The following aspects are suggested:
(1) The two parameters PRIOR_HEIGHTS and PRIOR_WEIGHTS appear in pairs. In other words, the two lists should have the same length. Reasonable setting of these two parameters needs to be considered in combination with your own data. Generally, several distribution centers of the target lengths and widths in the data set are selected as the basis for setting these two parameters. Please see our paper "DRBox-v2:An Improved Detector with Rotatable Boxes for Target Detection in SAR Images" IV, B, 2) for reference.
(2) The setting of the "IS180" parameter is related to the characteristics of the targets in your data. When the head and tail of the target can be distinguished, (the angles of targets ranges from 0 to 360 in the annotation file) the parameter should be set to False, and PRIOR_ANGLES can be set to [0, 30, 60, 90, 120, 150, 180, 210, 240, 270, 300, 330]; otherwise, the parameter is set to True.
(3) When you use your own data, we recommend that you still set the image block size to 300×300, so you don't need to change the feature size (FEA_HEIGHT and FEA_WIDTH) and some other parameters. Otherwise, you need to adjust the feature size, stepsize according to your own data. In addition, please ensure that your annotation data is consistent with the sample and there are no problems such as crossing the boundary.

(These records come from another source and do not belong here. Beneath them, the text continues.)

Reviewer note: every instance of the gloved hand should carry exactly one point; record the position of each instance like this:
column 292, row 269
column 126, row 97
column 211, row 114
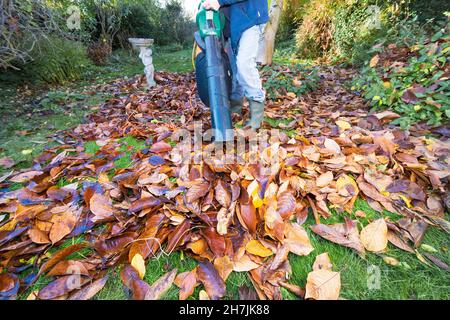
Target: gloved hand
column 211, row 5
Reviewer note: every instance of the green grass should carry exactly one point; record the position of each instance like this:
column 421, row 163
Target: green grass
column 63, row 108
column 42, row 111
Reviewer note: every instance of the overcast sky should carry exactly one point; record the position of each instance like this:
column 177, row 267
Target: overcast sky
column 191, row 6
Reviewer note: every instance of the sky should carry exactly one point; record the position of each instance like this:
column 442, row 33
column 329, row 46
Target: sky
column 191, row 6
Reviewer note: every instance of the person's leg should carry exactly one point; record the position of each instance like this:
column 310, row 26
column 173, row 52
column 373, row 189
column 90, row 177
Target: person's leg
column 248, row 74
column 237, row 94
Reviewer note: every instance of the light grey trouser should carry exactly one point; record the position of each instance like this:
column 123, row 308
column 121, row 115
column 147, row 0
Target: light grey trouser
column 246, row 79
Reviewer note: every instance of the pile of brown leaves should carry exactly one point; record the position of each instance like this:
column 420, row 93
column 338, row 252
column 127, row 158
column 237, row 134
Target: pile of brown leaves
column 230, row 218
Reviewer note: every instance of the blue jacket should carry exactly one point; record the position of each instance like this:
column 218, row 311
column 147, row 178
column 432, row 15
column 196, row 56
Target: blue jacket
column 245, row 14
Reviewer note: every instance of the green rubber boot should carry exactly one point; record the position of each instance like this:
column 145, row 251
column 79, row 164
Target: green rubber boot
column 256, row 115
column 236, row 106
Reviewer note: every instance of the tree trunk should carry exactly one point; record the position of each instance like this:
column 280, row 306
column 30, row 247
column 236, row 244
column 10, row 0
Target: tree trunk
column 267, row 48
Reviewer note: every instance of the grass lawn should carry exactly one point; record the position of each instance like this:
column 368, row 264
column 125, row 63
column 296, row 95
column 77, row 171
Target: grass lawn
column 28, row 122
column 37, row 112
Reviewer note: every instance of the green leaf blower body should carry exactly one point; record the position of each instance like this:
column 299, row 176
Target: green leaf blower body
column 213, row 72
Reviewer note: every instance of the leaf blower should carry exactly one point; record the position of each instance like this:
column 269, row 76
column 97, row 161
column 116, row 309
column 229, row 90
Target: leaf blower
column 213, row 71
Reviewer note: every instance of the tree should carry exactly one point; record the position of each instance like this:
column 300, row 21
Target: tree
column 265, row 55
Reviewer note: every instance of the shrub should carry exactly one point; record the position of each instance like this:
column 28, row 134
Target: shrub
column 99, row 52
column 412, row 81
column 314, row 34
column 58, row 61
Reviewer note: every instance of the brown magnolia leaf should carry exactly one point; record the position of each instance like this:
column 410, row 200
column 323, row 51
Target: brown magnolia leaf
column 323, row 284
column 177, row 235
column 297, row 240
column 69, row 267
column 222, row 194
column 293, row 288
column 90, row 290
column 59, row 256
column 258, row 249
column 63, row 224
column 9, row 286
column 215, row 241
column 197, row 191
column 409, row 97
column 26, row 176
column 61, row 287
column 132, row 281
column 7, row 162
column 143, row 204
column 246, row 213
column 187, row 282
column 203, row 295
column 371, row 192
column 324, row 179
column 332, row 145
column 114, row 244
column 399, row 242
column 101, row 207
column 374, row 61
column 322, row 262
column 247, row 294
column 161, row 286
column 148, row 240
column 224, row 266
column 340, row 234
column 286, row 204
column 245, row 264
column 209, row 276
column 224, row 217
column 374, row 236
column 160, row 147
column 38, row 236
column 138, row 263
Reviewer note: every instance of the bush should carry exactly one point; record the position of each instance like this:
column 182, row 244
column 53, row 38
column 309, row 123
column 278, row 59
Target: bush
column 412, row 81
column 58, row 61
column 347, row 29
column 99, row 52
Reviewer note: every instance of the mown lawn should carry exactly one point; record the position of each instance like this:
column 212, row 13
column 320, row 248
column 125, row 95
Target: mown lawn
column 27, row 123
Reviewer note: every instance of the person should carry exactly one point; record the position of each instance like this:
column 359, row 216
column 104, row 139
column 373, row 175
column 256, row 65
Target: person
column 247, row 23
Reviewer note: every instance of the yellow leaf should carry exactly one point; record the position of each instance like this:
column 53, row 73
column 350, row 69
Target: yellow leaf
column 202, row 295
column 323, row 285
column 257, row 202
column 407, row 201
column 374, row 236
column 291, row 95
column 27, row 152
column 391, row 261
column 255, row 247
column 138, row 263
column 374, row 61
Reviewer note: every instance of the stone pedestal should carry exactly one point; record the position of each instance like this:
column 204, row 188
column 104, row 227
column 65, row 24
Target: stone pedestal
column 146, row 55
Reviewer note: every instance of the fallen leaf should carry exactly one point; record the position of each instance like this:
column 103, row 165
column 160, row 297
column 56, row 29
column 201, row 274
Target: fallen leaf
column 374, row 236
column 214, row 285
column 138, row 263
column 255, row 247
column 161, row 286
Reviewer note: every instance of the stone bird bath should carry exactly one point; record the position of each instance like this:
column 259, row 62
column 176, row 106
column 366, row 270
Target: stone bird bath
column 143, row 46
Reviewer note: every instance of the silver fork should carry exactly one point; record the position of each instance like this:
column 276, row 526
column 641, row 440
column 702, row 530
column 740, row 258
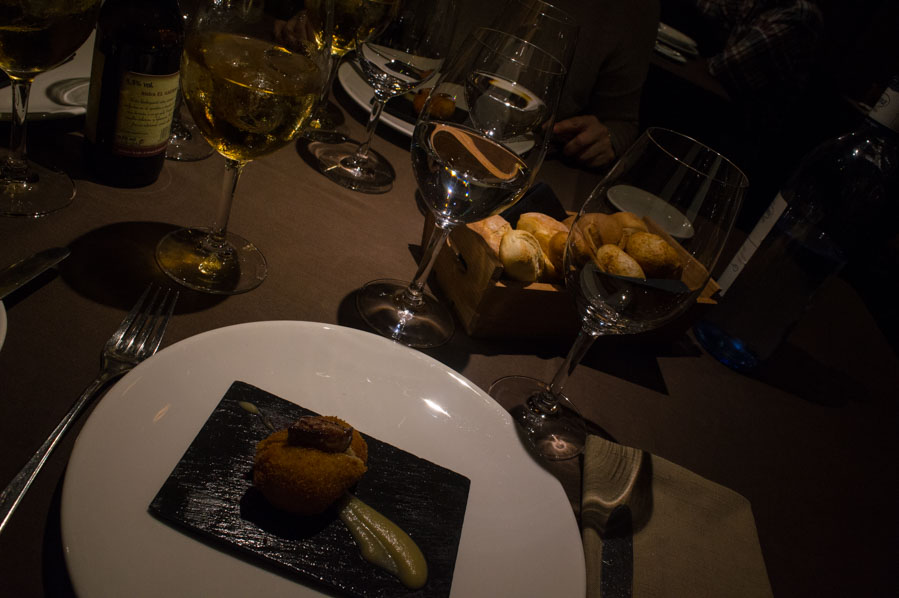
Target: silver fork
column 137, row 338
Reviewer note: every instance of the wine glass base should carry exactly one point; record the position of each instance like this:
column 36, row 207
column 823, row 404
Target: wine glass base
column 373, row 175
column 380, row 304
column 556, row 435
column 195, row 259
column 39, row 193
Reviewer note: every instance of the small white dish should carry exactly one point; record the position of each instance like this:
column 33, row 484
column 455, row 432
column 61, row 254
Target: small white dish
column 362, row 94
column 628, row 198
column 58, row 93
column 140, row 430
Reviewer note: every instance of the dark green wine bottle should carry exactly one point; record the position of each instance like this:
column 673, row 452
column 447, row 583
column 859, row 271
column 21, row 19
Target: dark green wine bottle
column 134, row 86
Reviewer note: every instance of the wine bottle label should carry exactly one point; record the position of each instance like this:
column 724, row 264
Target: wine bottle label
column 886, row 110
column 758, row 234
column 146, row 107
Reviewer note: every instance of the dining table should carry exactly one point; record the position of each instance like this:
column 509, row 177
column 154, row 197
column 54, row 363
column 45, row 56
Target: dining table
column 810, row 441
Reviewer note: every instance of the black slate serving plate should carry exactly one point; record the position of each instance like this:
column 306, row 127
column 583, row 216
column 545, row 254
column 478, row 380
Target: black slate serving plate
column 210, row 495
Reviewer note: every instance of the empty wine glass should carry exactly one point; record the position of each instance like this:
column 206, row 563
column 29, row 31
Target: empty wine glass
column 400, row 56
column 250, row 94
column 36, row 37
column 339, row 25
column 542, row 24
column 638, row 254
column 477, row 145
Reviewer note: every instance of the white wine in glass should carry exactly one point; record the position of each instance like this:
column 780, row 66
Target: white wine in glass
column 638, row 254
column 249, row 96
column 472, row 159
column 36, row 37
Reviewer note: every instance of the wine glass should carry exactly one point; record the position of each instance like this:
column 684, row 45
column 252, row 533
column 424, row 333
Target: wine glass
column 666, row 207
column 476, row 147
column 186, row 143
column 338, row 25
column 36, row 37
column 400, row 56
column 542, row 24
column 250, row 93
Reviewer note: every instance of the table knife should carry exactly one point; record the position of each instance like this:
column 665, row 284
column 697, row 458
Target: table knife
column 14, row 276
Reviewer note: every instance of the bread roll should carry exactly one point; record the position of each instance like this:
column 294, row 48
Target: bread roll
column 591, row 231
column 521, row 256
column 556, row 253
column 492, row 230
column 543, row 227
column 629, row 220
column 613, row 260
column 657, row 258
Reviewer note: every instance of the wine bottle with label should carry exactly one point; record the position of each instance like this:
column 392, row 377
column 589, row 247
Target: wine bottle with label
column 133, row 90
column 838, row 208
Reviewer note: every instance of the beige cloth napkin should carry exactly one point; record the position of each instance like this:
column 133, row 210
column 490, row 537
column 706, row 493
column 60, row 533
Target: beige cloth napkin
column 691, row 537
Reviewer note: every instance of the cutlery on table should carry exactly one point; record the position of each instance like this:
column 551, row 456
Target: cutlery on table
column 20, row 273
column 137, row 338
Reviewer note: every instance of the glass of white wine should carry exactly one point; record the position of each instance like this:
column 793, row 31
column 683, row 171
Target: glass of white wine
column 398, row 57
column 36, row 37
column 186, row 143
column 250, row 91
column 477, row 145
column 337, row 25
column 638, row 254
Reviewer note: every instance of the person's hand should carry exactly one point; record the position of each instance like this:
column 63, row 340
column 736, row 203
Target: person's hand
column 586, row 140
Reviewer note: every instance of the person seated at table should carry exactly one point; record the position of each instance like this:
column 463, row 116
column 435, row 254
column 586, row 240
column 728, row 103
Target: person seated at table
column 599, row 112
column 764, row 44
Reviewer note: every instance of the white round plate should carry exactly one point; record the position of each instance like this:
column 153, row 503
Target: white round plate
column 644, row 204
column 516, row 511
column 2, row 324
column 60, row 92
column 362, row 94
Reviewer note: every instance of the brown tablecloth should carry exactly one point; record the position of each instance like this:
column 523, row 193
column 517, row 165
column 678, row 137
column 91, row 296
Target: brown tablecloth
column 820, row 478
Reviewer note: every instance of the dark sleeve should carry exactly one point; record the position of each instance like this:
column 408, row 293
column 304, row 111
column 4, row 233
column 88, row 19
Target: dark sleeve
column 615, row 97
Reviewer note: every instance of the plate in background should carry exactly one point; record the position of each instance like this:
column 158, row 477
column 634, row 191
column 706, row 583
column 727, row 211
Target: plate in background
column 60, row 92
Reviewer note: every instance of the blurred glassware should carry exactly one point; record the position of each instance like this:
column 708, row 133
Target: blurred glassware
column 401, row 55
column 338, row 25
column 35, row 38
column 477, row 146
column 625, row 280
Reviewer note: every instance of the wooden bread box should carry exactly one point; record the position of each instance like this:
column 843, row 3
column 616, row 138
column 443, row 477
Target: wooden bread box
column 470, row 277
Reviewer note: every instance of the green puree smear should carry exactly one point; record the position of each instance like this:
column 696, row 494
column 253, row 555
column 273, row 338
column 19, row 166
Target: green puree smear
column 383, row 543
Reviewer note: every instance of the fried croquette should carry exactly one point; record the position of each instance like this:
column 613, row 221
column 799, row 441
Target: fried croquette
column 304, row 480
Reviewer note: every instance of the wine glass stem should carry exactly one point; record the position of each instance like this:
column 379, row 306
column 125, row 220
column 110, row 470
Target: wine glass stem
column 373, row 118
column 412, row 294
column 581, row 345
column 16, row 163
column 333, row 66
column 233, row 168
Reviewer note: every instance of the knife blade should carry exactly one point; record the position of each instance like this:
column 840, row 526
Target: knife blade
column 16, row 275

(4) In order to ensure the correctness of the data preparation, you could check your own annotation data as follows. You can mark the prior boxes in "pkl" file (which plays as positive samples) on images. The plotted box should cover the target well.
(5) You can modify the parameter settings as needed:
a) OVERLAP_THRESHOLD: this parameter affects the selection of positive samples. b) TEST_SCORE_THRESHOLD: this parameter controls retained results in the test phase. c) TEST_NMS_THRESHOLD: this parameter controls the NMS threshold in the test phase.
(6) You can check the loss curve during the training process. When the loss curve is abnormal, the following actions are recommended:
a) You can comment on one loss, and observe the situation of the other loss to locate the problem. (self.loss = self.loc_loss + self.conf_loss) b) When the location loss is abnormal, there may be a problem with the positive sample coding. Please check the parameter setting and the data preparation. (please see the above (3), (4), and (5) for reference) c) Please note that the unreasonable setting of PRIOR_HEIGHTS and PRIOR_WEIGHTS probably cause the abnormal of the loss.